Brakpan is a mining town in the Gauteng province of South Africa.

History
The name Brakpan comes from a small pan on a farm called Weltevreden, which was filled with very brackish water and was probably referred to as the "brakpan," and it was near this pan that the first settlement started. In 1888, a coal seam was discovered and a coal mine under the name of Brakpan Collieries was started. When a railway line was constructed from Germiston to Springs, Brakpan became one of the stations along the route.

With gold fever running high on the Witwatersrand in the early years of the twentieth century, it was not long before gold was discovered. In 1905, Brakpan Mines Company sunk its first two gold mining shafts. One of its claims to fame was that it had the highest mine dump in the world at that time,  above ground level.
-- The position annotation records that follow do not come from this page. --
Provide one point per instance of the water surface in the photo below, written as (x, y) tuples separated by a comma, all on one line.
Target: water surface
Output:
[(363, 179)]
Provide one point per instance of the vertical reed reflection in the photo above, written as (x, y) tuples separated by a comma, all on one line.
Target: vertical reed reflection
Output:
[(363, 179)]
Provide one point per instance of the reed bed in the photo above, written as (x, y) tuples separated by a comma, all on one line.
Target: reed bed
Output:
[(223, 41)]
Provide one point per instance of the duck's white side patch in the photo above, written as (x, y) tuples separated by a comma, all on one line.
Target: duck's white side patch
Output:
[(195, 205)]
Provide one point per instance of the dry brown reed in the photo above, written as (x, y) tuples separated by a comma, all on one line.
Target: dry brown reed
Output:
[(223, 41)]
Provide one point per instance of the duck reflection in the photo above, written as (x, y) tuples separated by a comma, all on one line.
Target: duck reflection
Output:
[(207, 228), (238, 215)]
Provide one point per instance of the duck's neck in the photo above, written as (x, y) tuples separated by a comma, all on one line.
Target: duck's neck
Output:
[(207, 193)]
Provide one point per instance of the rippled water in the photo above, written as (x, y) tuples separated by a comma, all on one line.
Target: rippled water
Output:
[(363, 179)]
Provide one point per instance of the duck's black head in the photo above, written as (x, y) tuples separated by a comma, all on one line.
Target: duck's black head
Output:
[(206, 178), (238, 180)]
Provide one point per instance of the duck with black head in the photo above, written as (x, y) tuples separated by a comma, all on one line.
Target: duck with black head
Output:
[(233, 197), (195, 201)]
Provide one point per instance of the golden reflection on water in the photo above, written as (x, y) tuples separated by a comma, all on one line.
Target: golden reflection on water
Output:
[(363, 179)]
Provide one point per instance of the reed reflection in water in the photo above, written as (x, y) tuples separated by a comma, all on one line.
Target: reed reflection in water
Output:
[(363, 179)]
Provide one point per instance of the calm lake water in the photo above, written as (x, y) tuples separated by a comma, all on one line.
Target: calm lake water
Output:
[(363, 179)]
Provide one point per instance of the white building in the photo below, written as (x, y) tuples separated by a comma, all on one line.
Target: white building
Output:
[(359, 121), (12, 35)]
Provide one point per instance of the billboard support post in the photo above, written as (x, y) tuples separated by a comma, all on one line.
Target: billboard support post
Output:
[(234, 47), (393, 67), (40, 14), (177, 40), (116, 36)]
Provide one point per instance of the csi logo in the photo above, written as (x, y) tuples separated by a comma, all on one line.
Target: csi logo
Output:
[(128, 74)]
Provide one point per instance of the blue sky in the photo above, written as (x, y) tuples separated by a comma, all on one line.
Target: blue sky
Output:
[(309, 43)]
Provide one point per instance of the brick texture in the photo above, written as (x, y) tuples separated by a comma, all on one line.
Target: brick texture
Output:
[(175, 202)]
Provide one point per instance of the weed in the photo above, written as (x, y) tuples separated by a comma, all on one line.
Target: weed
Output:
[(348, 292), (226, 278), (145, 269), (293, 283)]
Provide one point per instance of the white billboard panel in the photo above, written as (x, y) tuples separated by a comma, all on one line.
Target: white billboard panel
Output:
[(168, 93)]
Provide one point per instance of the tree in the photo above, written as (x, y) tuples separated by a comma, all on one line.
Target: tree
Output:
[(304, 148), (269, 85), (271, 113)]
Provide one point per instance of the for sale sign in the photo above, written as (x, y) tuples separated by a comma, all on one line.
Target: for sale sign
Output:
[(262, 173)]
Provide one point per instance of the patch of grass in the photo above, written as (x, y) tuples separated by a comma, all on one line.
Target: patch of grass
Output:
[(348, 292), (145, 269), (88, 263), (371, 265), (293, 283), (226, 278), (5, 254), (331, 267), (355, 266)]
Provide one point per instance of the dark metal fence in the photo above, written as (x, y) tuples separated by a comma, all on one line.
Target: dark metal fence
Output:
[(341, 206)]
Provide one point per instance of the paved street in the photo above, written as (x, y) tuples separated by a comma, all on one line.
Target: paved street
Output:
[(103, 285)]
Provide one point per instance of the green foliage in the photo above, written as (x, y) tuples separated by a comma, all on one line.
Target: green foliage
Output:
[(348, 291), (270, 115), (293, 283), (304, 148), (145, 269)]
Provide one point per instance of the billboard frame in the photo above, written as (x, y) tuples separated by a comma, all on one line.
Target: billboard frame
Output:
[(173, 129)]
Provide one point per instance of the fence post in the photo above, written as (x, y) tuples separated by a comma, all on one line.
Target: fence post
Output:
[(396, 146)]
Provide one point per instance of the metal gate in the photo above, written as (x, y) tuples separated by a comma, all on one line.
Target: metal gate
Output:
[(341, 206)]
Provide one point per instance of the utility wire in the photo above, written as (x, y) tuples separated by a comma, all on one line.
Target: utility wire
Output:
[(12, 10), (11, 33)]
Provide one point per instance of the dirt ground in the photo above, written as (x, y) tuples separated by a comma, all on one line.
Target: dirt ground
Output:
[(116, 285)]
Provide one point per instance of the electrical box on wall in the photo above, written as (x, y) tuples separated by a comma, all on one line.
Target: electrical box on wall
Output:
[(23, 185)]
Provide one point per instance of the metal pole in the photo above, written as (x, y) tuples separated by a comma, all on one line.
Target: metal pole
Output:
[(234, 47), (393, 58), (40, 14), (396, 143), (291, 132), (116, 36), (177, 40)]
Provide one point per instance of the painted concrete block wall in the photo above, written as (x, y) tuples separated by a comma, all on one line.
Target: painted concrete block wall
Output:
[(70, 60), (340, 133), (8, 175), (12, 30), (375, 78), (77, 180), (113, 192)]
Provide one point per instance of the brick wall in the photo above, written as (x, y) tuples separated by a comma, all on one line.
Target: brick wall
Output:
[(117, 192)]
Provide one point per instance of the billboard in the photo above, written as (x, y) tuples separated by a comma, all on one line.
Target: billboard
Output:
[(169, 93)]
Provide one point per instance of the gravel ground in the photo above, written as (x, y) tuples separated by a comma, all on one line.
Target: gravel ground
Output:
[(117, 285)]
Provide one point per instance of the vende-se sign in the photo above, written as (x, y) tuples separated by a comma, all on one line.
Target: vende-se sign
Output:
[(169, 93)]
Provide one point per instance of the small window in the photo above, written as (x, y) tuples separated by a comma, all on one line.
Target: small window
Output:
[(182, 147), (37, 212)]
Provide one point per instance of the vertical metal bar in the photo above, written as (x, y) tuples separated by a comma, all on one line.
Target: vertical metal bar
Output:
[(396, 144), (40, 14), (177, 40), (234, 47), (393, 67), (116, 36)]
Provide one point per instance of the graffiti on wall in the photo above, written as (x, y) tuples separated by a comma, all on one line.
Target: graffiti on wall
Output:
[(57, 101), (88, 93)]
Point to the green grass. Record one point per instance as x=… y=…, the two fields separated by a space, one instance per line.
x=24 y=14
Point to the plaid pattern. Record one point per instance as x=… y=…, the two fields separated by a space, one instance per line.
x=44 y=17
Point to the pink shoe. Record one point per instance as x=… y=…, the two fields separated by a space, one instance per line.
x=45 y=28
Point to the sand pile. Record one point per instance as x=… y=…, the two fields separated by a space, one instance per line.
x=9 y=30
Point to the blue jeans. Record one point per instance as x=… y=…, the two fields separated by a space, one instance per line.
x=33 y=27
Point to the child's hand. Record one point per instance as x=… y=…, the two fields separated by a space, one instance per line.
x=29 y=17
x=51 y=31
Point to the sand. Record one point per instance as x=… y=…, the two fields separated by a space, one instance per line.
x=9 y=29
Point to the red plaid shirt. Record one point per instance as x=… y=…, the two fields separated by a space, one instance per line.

This was higher than any of the pyramids of Egypt except the Pyramid of Cheops.

From 1905 the village began to grow rapidly, remaining a suburb of Benoni until 1912 when it was granted the status of a municipality and proclaimed as a town. Brakpan's central position makes it a good distribution centre for industry, especially engineering works and foundries. In the late 1990s the municipality approved the construction of a huge casino and entertainment complex, Carnival City, which opened the town to tourists and provided much-needed jobs for the people.

The first activity which drew people to the area was the British coal mining in 1888 and the large coal powered power station also built by the British. A tram line to Johannesburg was built at this time to service the power station.

The Main Reef Road (today part of the R29) linked Brakpan to all the other mining towns in the Witwatersrand. Brakpan was a suburb of Benoni from 1914–1919, when it was granted municipal status. The Brakpan miners were involved in the miners' strike of 1922. The town has gradually lost its importance as a gold mining area as the surrounding mines suffered from low yield over high cost. Many British residents emigrated during the apartheid era leaving a vacuum in the town which was filled by mostly Afrikaner farmers who had lost interest in farming.

Situated between Springs and Benoni, it forms part of the Ekurhuleni Metro. The main road through town is Voortrekker Street.

Brakpan is often used in memes in South African online communities, often depicted in a way similar to Southern US locations in US centric memes.